# N-Grams: conceptually very simple language models
N-Grams store for each CONTEXT (of size N-1), what other tokens have been observed in some training data and how often they have been observed.

For example, in a given training data, "The" could be followed by "y" once, "n" twice, and a blank (" ") 127 times (no other characters follow this context). From this, we can derive our probability density function: We'd say that P(y|the)=1/130, P(n|the) = 2/130, P(" "|the)=127/130 and all others are 0.

These numbers end up being quite accurate for large amounts of training data and small N (say, up to 5 or 7).

N-Grams are very compute-efficient and (if done right) reasonably memory-efficient. 

In the code below, we use characters as tokens; such a model can e.g. be useful for correcting spelling mistakes.

In [23]:
def ngrams_from_text(f, N):
    '''
    Given a text file (f), create all pairs of (context,next) in that file.
    This code is ignorant of line starts and endings and considers all the data as one string
    '''
    context = list(f.read(N - 1))
    last = f.read(1)
    while last != '':
        yield context, last
        context = context[1:] + list(last)
        last = f.read(1)

In [24]:
def get_base_node(model, prefix):
    """from our model tree, get the node that represents the prefix (above: context) that we want to append to"""
    node = model
    for c in prefix:
        if c not in node:
            node[c] = {}
        node = node[c]
    return node


def add_ngram_to_model(model, prefix, last):
    base = get_base_node(model, prefix)
    if last not in base:
        base[last] = 0
    base[last] += 1


def estimate_model(source, N):
    model = {}
    with open(source, 'r', encoding='utf-8') as f:
        ngram_source = ngrams_from_text(f, N)
        for prefix, last in ngram_source:
            add_ngram_to_model(model, prefix, last)
    return model

In [42]:
N = 9
source = "data/shakespeare-en.txt" # other files in data: lyrik-de.txt, dialoge-de.txt, merkel-de.txt
model = estimate_model(source, N)

In [None]:
model # run this only if you want to see a lot of output, especially for large N

In [29]:
import random # we'll need this to sample from the distribution (random.choices)


def generate(model, start):
    start = list(start)
    while True:
        base = get_base_node(model, start)
        chars, counts = zip(*base.items())
        char_list = random.choices(population=chars, weights=counts, k=1)
        start = start[1:] + char_list
        yield char_list[0]

In [49]:
PROMPT = "What is the color of the sky"
print(PROMPT, end='')

# limit context to the correct size
if (len(PROMPT) > N-1):
    CONTEXT = PROMPT[len(PROMPT)-N+1:]
else:
    CONTEXT = " " * (N-1-len(PROMPT)) + PROMPT
i = 0

# now generate 1000 characters using weighted sampling
for c in generate(model, CONTEXT):
    print(c, end='')
    i += 1
    if i > 1000:
        break
print()

What is the color of the sky, the weaver.
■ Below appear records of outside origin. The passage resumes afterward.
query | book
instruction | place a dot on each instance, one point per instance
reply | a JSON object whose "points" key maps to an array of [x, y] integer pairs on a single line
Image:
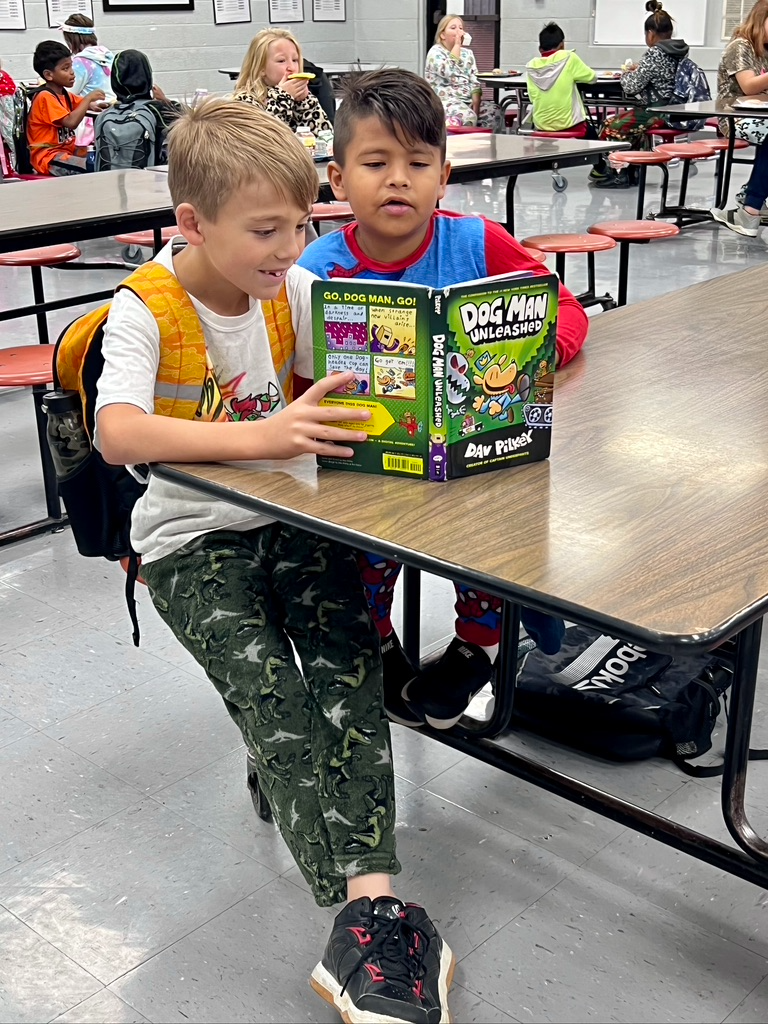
{"points": [[458, 380]]}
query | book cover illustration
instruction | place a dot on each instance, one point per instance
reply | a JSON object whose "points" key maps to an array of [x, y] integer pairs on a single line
{"points": [[458, 381]]}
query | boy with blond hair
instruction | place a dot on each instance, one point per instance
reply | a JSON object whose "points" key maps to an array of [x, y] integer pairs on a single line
{"points": [[237, 589], [390, 166]]}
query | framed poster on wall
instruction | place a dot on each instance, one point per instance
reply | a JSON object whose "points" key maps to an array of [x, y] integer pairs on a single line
{"points": [[329, 10], [117, 6], [283, 11]]}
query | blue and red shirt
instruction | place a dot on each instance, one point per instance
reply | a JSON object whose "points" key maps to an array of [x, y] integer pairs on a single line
{"points": [[457, 248]]}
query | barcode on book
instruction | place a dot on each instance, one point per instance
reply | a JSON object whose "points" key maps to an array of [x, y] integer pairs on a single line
{"points": [[402, 464]]}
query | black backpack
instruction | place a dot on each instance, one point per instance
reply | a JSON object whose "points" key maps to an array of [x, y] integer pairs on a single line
{"points": [[615, 699]]}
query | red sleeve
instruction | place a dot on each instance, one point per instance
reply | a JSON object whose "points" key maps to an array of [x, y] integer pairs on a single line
{"points": [[504, 254]]}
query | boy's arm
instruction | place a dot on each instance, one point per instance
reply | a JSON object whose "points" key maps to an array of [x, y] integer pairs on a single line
{"points": [[130, 433], [73, 119], [581, 71], [504, 254]]}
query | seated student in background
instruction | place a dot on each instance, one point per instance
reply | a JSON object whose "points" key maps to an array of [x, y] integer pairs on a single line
{"points": [[553, 80], [55, 114], [652, 82], [132, 84], [389, 164], [265, 80], [237, 588]]}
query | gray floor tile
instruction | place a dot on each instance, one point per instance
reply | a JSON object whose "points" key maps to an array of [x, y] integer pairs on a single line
{"points": [[26, 619], [103, 1008], [51, 795], [117, 894], [11, 728], [75, 669], [567, 829], [471, 876], [589, 950], [696, 892], [419, 759], [37, 981], [251, 963], [754, 1010], [178, 724]]}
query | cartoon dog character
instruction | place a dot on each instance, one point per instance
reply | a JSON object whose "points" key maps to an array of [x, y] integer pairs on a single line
{"points": [[500, 391]]}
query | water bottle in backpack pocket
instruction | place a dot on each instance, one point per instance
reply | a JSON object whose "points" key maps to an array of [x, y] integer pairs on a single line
{"points": [[126, 136]]}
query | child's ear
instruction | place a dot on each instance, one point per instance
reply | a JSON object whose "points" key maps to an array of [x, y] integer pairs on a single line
{"points": [[336, 180], [188, 223]]}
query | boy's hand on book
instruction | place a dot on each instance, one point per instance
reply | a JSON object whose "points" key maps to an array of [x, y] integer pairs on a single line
{"points": [[306, 427]]}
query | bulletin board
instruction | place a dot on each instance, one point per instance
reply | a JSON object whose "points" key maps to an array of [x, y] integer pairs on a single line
{"points": [[620, 23]]}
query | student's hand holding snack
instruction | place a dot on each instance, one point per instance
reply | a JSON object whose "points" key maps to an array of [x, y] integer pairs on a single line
{"points": [[305, 427], [297, 88]]}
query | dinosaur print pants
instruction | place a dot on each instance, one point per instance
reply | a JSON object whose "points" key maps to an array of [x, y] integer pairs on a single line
{"points": [[320, 736]]}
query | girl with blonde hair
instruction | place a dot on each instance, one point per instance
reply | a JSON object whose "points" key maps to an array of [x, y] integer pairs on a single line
{"points": [[743, 72], [452, 71], [265, 81]]}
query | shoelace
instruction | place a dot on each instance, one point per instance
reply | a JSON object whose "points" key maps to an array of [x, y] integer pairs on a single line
{"points": [[399, 948]]}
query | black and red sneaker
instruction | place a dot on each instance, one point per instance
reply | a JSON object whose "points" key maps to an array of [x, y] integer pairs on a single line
{"points": [[385, 962]]}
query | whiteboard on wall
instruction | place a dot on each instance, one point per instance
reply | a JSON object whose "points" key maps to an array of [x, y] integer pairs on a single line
{"points": [[620, 23]]}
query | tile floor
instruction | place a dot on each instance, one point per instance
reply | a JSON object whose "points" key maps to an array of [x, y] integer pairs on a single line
{"points": [[136, 884]]}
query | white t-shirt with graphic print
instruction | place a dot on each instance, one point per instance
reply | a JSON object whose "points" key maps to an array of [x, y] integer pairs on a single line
{"points": [[168, 516]]}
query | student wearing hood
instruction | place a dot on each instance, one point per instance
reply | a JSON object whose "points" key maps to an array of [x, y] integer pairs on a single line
{"points": [[651, 81]]}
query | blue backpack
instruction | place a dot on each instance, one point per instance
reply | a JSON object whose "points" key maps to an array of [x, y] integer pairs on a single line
{"points": [[690, 87]]}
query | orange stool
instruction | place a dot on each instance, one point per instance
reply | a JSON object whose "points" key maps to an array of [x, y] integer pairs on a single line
{"points": [[561, 245], [642, 159], [686, 152], [32, 366], [628, 232], [36, 259]]}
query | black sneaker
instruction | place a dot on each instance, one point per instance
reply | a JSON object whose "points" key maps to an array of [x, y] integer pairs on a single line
{"points": [[385, 962], [398, 673], [444, 689]]}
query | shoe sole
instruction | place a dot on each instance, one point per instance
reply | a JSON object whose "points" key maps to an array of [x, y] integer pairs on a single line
{"points": [[329, 989], [749, 232]]}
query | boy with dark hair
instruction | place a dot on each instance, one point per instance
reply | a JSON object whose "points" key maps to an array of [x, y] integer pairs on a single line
{"points": [[553, 80], [389, 165], [239, 589], [55, 114]]}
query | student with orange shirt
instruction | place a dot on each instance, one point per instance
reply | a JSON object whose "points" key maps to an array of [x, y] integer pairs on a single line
{"points": [[55, 114]]}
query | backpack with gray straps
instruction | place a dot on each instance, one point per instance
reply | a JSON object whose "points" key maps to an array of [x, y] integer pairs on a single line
{"points": [[125, 136]]}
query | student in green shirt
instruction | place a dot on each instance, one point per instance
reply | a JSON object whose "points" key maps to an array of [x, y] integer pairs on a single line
{"points": [[553, 80]]}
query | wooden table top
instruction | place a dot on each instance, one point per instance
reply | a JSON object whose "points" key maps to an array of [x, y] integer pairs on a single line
{"points": [[648, 520], [716, 108], [82, 206]]}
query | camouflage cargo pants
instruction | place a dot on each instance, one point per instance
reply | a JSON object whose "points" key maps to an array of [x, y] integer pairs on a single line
{"points": [[320, 738]]}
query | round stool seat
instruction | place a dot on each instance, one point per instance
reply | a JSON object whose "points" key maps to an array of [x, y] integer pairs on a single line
{"points": [[568, 243], [652, 157], [556, 134], [722, 143], [634, 230], [45, 256], [146, 238], [686, 151], [332, 211], [26, 366]]}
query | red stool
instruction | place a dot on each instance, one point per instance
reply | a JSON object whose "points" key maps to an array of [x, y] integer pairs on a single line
{"points": [[32, 366], [36, 259], [561, 245], [642, 159], [468, 130], [687, 152], [628, 232]]}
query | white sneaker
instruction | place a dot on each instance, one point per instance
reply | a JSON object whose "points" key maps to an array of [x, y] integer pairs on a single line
{"points": [[738, 220]]}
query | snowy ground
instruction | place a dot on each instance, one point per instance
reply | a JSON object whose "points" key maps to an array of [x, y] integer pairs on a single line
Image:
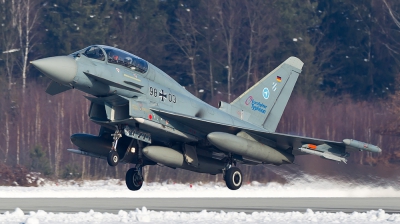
{"points": [[305, 187], [143, 215]]}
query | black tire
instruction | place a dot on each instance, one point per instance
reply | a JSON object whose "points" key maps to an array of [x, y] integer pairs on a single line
{"points": [[133, 180], [233, 178], [112, 158]]}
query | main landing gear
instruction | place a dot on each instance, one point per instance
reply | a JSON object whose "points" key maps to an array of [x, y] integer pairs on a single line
{"points": [[134, 178], [113, 157], [233, 178]]}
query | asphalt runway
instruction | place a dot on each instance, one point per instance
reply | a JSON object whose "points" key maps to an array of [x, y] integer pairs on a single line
{"points": [[248, 205]]}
This
    they have access to you! Hold, hold, my lord,
    Which writ hath despis'd! traitorously as I may, indeed? Shall we burn daylight see my shame,
    Who kept him a paper-mill. It holds his horns.
  HOLOFERNES. I do not know me one side so, against any man in his life, and all.
  DUCHESS OF YORK

  QUEEN. What it should justice of it,  
    For thee, and her son, as thou com'st not speak England shall ne'er pays after-love I do commit into the King
    We shall say good night, I was no queen
  HELENA. I do protest unto the heart out ere the devil come to her friend, and the truth,
    That any villany!
  Claud. I have, you
    Immoment thrown upon his grandsire's tomb,
    To sell again bestride him his entrails were half so kind a father.  
  BOLINGBROKE, Duke of Norfolk, Thomas Gargrave, hast the sparrow. This
    was again;
    And in heaven, my blood,
    To him that fleec'd poor part,
    The Presented. Now 'tis here. On th' market-

Note that the N-gram fails when we query it with a context that it has never seen. (e.g., it hasn't seen "sky?" with question mark). 
In typical applications, we either back-off to a N-1 n-gram, or we have smoothed the model so that it is able to compute probability density functions for all possible contexts. 

Note also, that generation does not yet contain a "temperature" parameter (it always uses a temperature of 1.0).